Its the holidays. You want to be with people you love. But she is not the one. She will not return your feelings and it will suck.
You deserve someone who loves you back. We all do.


----------



## SamuraiJack (May 30, 2014)

Ynot said:


> Please somebody save me from myself. I am so tempted to reach out to my ex today. I sit here and tell myself not to do it. Then I sit and compose an email. After composing it I think what is the use and delete it, then immediately start to think about reaching out again. I miss her so much, but I also know that she chose not to be with me. I can't change her mind, I don't really know that I want to change her mind. I am so confused. Make me see reality, I am having a hard time of it today!

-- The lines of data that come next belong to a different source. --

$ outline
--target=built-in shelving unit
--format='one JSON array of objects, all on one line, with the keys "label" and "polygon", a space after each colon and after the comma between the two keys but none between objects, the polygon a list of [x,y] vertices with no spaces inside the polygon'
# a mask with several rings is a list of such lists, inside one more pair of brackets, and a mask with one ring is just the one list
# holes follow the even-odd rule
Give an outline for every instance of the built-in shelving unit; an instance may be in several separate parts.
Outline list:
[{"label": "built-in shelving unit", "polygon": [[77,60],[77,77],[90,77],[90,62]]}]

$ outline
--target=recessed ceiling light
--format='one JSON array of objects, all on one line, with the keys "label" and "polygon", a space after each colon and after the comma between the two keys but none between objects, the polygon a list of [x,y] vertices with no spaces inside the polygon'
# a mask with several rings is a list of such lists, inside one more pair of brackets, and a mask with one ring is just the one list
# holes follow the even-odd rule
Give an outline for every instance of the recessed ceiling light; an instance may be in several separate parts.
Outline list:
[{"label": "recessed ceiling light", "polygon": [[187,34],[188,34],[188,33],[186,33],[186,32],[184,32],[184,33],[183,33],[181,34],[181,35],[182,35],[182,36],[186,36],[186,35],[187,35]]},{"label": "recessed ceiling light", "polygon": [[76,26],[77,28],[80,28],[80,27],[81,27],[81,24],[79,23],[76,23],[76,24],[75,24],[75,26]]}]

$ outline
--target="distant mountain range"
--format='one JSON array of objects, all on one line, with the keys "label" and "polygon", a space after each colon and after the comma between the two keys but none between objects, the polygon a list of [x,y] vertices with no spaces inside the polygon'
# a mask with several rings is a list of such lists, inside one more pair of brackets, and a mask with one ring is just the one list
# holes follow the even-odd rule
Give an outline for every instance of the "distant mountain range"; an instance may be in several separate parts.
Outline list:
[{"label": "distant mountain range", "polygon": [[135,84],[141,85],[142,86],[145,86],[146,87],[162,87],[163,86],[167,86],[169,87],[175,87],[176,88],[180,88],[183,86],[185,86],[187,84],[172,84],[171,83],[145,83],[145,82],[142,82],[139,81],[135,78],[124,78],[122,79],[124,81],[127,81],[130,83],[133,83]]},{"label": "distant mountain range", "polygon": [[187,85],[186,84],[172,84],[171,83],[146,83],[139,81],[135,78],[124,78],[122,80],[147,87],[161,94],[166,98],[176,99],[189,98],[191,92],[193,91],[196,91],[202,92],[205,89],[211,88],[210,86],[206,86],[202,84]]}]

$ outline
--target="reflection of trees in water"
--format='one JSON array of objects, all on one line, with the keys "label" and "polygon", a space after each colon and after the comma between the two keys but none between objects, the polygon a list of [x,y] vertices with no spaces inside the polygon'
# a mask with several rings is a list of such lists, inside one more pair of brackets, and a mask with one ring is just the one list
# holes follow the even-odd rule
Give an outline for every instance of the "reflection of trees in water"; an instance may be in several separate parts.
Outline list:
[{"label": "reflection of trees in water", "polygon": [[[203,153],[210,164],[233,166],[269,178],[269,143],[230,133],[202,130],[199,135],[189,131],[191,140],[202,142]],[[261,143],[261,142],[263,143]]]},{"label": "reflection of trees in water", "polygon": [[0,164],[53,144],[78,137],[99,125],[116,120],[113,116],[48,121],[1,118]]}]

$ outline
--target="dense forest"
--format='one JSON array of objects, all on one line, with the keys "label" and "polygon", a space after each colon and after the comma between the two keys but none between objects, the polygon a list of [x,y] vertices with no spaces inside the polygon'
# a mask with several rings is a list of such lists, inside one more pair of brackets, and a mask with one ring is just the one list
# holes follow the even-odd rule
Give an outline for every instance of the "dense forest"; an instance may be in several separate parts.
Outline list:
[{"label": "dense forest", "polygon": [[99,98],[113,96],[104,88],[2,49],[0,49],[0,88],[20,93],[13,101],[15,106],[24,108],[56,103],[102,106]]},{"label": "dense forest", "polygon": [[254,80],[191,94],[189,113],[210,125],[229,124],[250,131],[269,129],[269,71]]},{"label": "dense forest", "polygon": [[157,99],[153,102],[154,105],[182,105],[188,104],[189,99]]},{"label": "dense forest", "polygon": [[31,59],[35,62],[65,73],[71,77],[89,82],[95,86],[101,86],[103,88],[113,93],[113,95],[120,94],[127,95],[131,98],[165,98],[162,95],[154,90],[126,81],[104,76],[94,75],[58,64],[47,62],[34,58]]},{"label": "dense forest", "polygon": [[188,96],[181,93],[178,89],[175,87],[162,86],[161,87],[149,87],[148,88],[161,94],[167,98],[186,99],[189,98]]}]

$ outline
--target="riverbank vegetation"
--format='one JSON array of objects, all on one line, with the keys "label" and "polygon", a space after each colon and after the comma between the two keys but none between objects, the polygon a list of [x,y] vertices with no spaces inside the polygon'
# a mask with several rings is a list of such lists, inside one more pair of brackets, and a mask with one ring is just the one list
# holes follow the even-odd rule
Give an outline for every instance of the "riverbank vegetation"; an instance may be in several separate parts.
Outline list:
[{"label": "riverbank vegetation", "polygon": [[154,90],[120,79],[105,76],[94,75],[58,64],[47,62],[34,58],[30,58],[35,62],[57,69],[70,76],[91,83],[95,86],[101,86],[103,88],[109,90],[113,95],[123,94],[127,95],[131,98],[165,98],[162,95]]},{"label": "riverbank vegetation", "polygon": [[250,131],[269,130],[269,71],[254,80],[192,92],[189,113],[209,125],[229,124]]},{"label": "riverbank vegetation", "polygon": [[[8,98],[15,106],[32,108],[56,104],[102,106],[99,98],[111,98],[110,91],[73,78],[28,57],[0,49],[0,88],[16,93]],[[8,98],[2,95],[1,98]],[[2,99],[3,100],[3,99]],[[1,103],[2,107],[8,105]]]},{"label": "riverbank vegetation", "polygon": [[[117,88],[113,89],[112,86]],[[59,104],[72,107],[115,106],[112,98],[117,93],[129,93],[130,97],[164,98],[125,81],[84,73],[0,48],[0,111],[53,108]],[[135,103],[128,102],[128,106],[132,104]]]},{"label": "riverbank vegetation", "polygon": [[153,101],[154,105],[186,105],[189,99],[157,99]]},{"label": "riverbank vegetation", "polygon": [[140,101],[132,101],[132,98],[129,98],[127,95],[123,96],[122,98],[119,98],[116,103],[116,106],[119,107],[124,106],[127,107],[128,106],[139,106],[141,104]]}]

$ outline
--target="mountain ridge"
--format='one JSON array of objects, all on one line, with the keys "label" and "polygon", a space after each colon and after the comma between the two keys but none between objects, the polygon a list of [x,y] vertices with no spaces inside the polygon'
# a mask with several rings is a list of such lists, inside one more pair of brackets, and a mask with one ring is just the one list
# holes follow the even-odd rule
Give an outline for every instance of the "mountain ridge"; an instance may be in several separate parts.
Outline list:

I want you to grab a piece of paper and a pen and write down all the pro's and ALL of the cons about getting back together.
NOW!

Its very easy to romanticize the absent partner, especially during the holidays.
Its like wedding fever.
Its too strong to fight.

Oh, and make an agreement with yourself that if you DO write an email, that you will keep it in DRAFT for 24 hours before you even think about sending it.


----------



## SamuraiJack (May 30, 2014)




----------



## Thundarr (Jul 4, 2012)

Ynot said:


> Please somebody save me from myself. I am so tempted to reach out to my ex today. I sit here and tell myself not to do it. Then I sit and compose an email. After composing it I think what is the use and delete it, then immediately start to think about reaching out again. I miss her so much, but I also know that she chose not to be with me. I can't change her mind, I don't really know that I want to change her mind. I am so confused. Make me see reality, I am having a hard time of it today!


Ynot,
create a new email address [email protected] or something and pretend it's her email. Then spill your heart out and say what you need to. Send her however many emails you need to. Some nice, some angry, etc.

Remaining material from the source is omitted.